En los últimos años, la comunidad internacional ha sido testigo del regreso de Rusia como un actor global importante. Desde que Vladimir Putin ocupó la presidencia de la Federación Rusa en 2000, pero sobre todo desde 2012, Rusia ha llevado a cabo una campaña sofisticada, con buenos recursos y, hasta ahora, exitosa para expandir su influencia global. Desde 2012, coincidiendo con el comienzo del tercer mandato de Vladimir Putin como presidente de la Federación Rusa (entre 2008 y 2012 Putin ejerció como primer ministro, mientras Dmitri Medvedev fue presidente), los horizontes de la política exterior rusa cambiaron considerablemente, ya que la escala y el alcance de sus actividades se expandieron tanto geográfica como operativamente.

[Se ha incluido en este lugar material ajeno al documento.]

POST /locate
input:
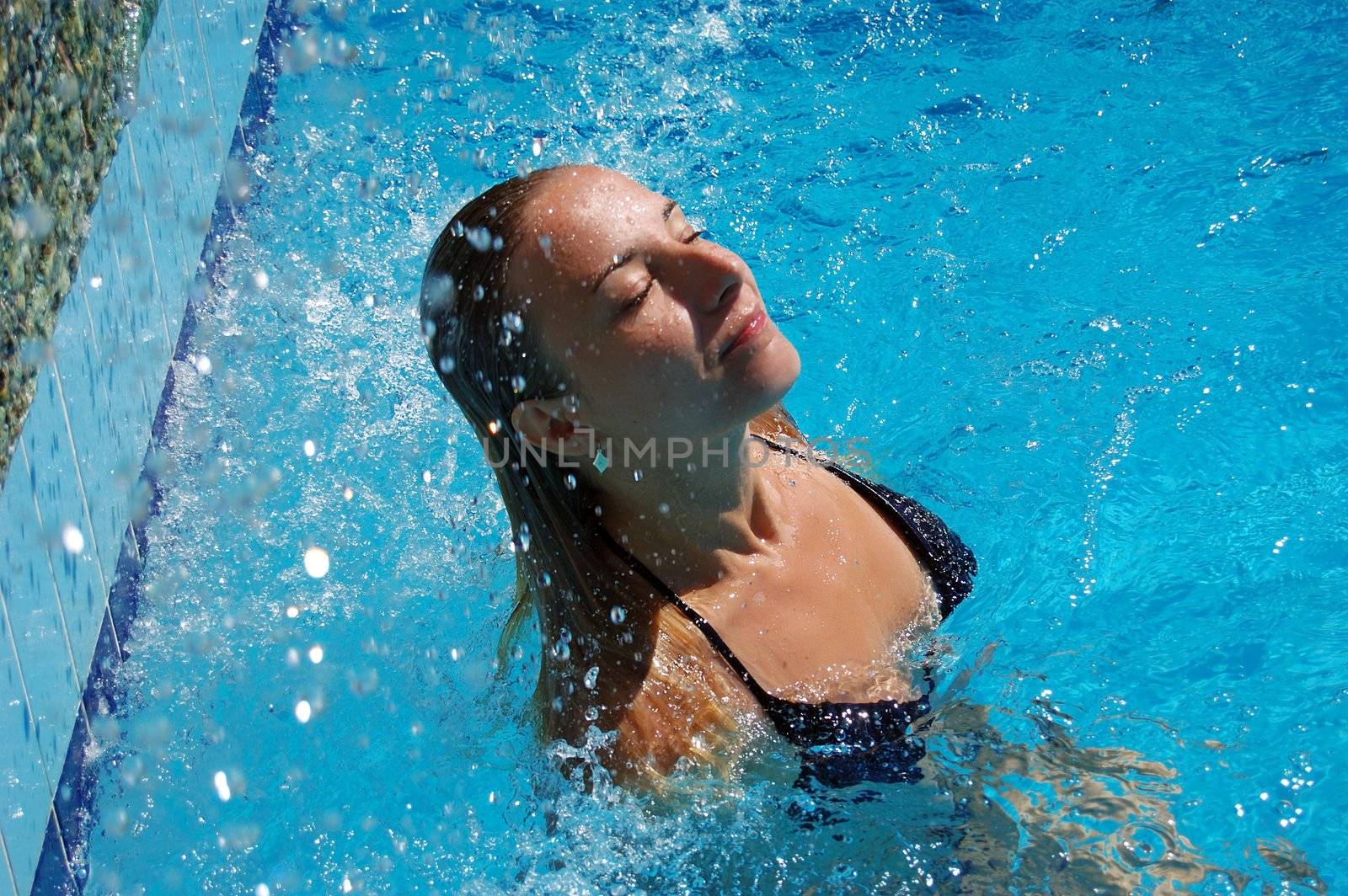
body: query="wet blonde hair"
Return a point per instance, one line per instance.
(615, 653)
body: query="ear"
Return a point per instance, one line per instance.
(548, 424)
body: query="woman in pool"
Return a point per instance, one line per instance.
(692, 565)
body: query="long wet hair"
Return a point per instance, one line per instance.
(613, 653)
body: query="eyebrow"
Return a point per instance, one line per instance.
(627, 256)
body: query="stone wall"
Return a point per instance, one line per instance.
(67, 67)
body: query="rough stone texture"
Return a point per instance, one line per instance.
(67, 67)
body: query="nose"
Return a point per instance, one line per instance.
(719, 282)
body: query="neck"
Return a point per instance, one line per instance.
(692, 527)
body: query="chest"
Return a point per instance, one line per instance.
(826, 616)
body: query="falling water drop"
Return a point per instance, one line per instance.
(72, 538)
(316, 563)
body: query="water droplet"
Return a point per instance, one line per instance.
(316, 563)
(222, 787)
(479, 237)
(72, 538)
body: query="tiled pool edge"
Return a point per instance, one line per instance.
(233, 71)
(74, 813)
(67, 869)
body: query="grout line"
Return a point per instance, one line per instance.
(222, 152)
(8, 866)
(150, 239)
(37, 740)
(56, 585)
(84, 495)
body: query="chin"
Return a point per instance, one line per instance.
(768, 376)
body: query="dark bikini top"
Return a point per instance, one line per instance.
(851, 725)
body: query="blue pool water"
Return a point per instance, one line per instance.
(1076, 274)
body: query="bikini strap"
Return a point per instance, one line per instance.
(693, 616)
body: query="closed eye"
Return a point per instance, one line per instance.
(642, 296)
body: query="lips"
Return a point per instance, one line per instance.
(747, 330)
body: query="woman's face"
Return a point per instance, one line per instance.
(639, 312)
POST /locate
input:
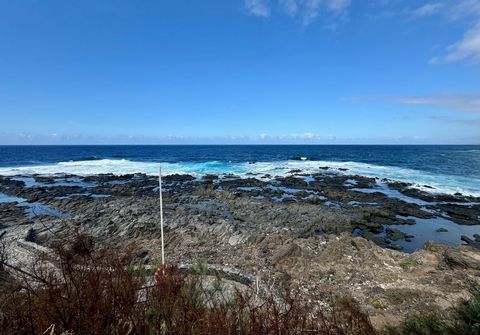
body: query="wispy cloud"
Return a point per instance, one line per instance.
(466, 49)
(466, 122)
(452, 101)
(426, 10)
(306, 11)
(258, 8)
(458, 102)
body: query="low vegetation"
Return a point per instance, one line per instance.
(83, 289)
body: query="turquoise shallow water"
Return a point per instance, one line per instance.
(449, 169)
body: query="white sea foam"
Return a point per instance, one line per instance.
(442, 183)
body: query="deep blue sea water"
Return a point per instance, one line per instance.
(449, 169)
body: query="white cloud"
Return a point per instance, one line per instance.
(464, 8)
(258, 8)
(427, 9)
(468, 48)
(338, 5)
(306, 11)
(461, 102)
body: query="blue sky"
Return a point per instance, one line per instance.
(239, 71)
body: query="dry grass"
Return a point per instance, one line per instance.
(99, 291)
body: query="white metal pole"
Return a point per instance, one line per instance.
(161, 213)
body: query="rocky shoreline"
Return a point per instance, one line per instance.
(324, 233)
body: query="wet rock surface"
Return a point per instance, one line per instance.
(320, 232)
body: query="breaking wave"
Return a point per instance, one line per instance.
(449, 184)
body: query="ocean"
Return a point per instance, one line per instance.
(448, 169)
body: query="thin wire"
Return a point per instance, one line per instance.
(161, 214)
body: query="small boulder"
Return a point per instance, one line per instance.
(464, 258)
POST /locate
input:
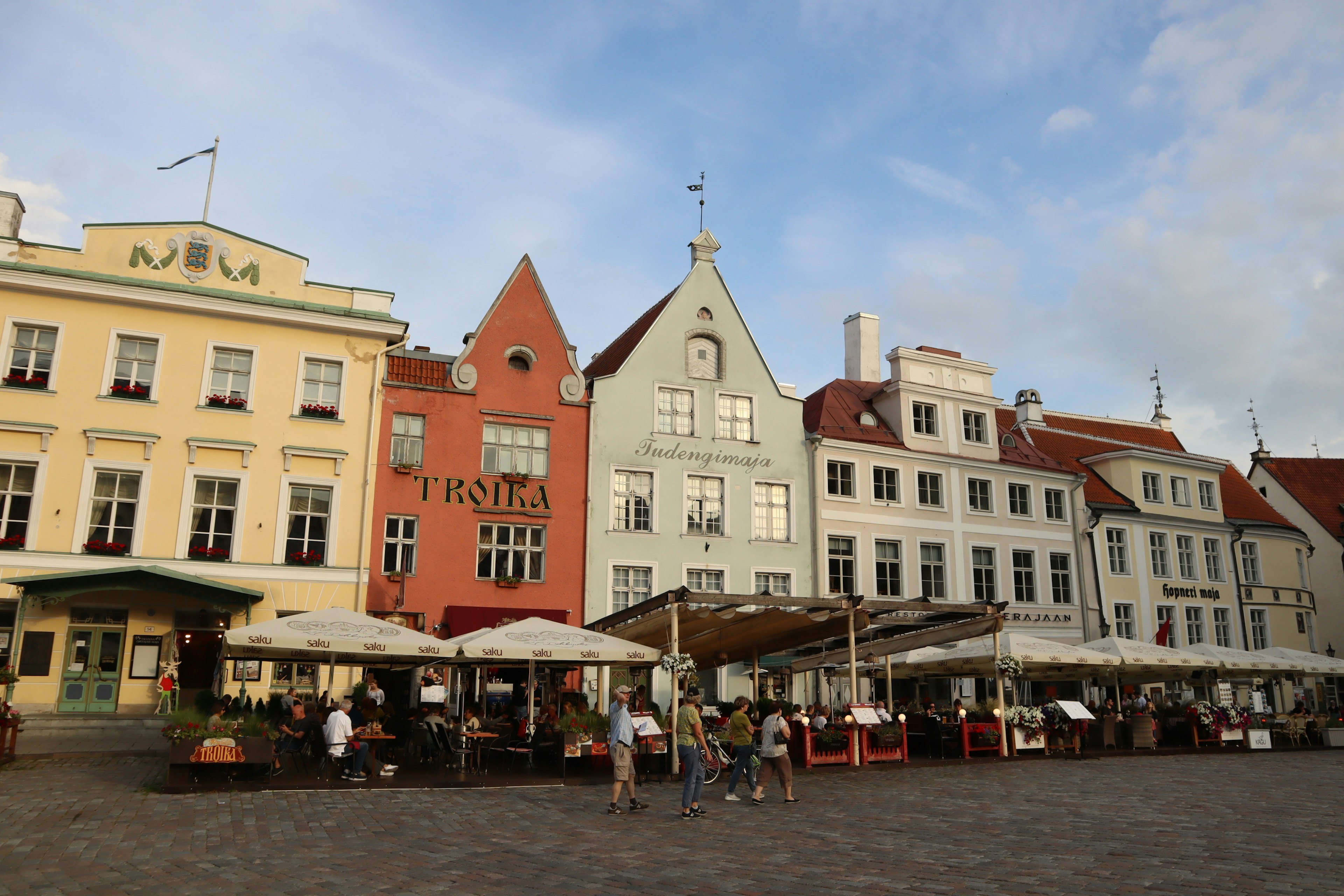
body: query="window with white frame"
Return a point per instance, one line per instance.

Moscú ha perseguido una serie de objetivos, entre los cuales especialmente destacan: el regreso de Rusia como una gran potencia global, promover sus intereses geopolíticos, económicos y energéticos, socavar el orden internacional liderado por EEUU, así como reforzar la legitimidad doméstica de Vladimir Putin. Para cumplir con estos objetivos, el Kremlin ha confiado en herramientas diplomáticas, militares, de inteligencia, cibernéticas, de campañas de desinformación, comerciales, energéticas y financieras para ejercer influencia política y expandir su huella global.
Rusia es el país más grande del mundo, con más de 17 millones de km². Con esa extensión, no es de extrañar que el país haya estado históricamente implicado en numerosas disputas territoriales. De hecho, en los dos últimos siglos, las fronteras de Rusia han cambiado en más de ochenta ocasiones, perdiendo unos 3,4 millones de km². Si bien tras el fin de la Unión Soviética Rusia vivió un periodo de relativa estabilidad con los países vecinos, la presidencia de Vladímir Putin, en el poder desde hace un cuarto de siglo, ha revitalizado el irredentismo ruso y con él varias disputas territoriales con los países de su entorno, sobre todo en el lado europeo.
El irredentismo ruso se basa en su mito fundacional, la Rus de Kiev, una federación de tribus eslavas con capital en Kiev y que tanto Ucrania como Rusia entienden como el inicio de su historia. Para Rusia, todos aquellos que conformaron esa federación — y posteriormente el Imperio ruso— comparten la cultura cristiana ortodoxa y el idioma ruso, y por tanto deben ser estados aliados y mantenerse en su zona de influencia.
Dentro de ellos están, en el lado europeo, Bielorrusia y Ucrania, con los que el Kremlin ha mantenido un control paternalista desde la caída de la URSS. La idea de la Gran Rusia busca así unificar a estos pueblos eslavos, si bien hasta hace poco la única materialización había sido la anexión de Crimea en 2014, clave además para el acceso ruso al mar Negro. Desde ese año y tras el acercamiento de Ucrania a Europa, la postura rusa hacia la exrepública soviética se volvió mucho más agresiva, culminando con la invasión a gran escala del país que comenzaba en febrero de 2022 y que ya dura más de dos años.
Una de las excusas del Kremlin para la agresión militar fue la protección los rusos «étnicos» que se encontrarían oprimidos en Ucrania. En base a esto, Rusia había ya apoyado el independentismo de zonas prorrusas del país, como el Donbás — que comprende los óblast ucranianos de Donetsk y Lugansk— y reconocido su estatalidad en 2014. En septiembre de 2022, ya con la guerra iniciada, Rusia se anexionó ilegalmente Donetsk, Lugansk, Zaporiyia y Jersón.